Last April, during the visit of China’s President Hu Jintao to the United States, the Chinese extended an invitation to Griffin to tour their space facilities. “President [George W.] Bush accepted that invitation, so the plan is that I will go. I’m looking forward to it,” he said.

“I’m not really setting expectations,” Griffin said. ” It’s a get acquainted visit to see where we might go and in forging cooperative ties with China,” Griffin said. “To set expectations and conditions for such a visit would be foolish.”

To date, China has launched two piloted Shenzhou spacecraft: Yang Liwei flew solo on a Shenzhou 5 mission on October 15, 2003; and Fei Junlong and Nie Haisheng conducted their Shenzhou 6 mission October 12-16, 2005. A Shenzhou 7 mission has been scheduled for sometime in 2008 with a three-person crew that is scheduled to conduct China’s first space walk.

China also uses its Long March series of launch vehicles to place a variety of unmanned spacecraft in orbit, including weather and Earth remote sensing satellites. Space officials in China also are planning a launch in 2007 of their first lunar orbiter — Chang’e-I.

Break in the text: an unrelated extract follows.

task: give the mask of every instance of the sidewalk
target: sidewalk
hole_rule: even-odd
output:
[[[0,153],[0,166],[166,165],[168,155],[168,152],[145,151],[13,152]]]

One of Chang’e-I’s tasks is to obtain three-dimensional images of the lunar surface. The orbiter is part of a three-step robotic lunar program, according to presentations Chinese space officials gave in the United States earlier this year. An unmanned lunar landing and a lunar sample return mission also figure in their long-range plans.

Griffin said he’s looking forward to an opportunity to go to Moscow, go to the Baikonour Cosmodrome and perhaps tour things he hasn’t seen before, as well as get to know more people. When he worked at NASA previously in the early 1990s Griffin said he was up to his eyebrows in redesigning the international space station to accommodate Russian involvement in the program.

During that redesign, bringing the Russians on board the project caused some hard feelings, Griffin recalled. “But I think today the value of having added the Russians is very clear. With loss of shuttle Columbia, the space station would have been — I won’t say dead in the water, but dead in space — without our Russian partners,” he said.

As for Japan, Griffin said he’s only spent a couple of days in Japan since becoming NASA’s top executive. “I expect to see a little bit of their space establishment. Japan is one of our very closest allies in the world and one of our closest partners on the international space station … and in our space program generally. I want to take a couple days and visit with them.”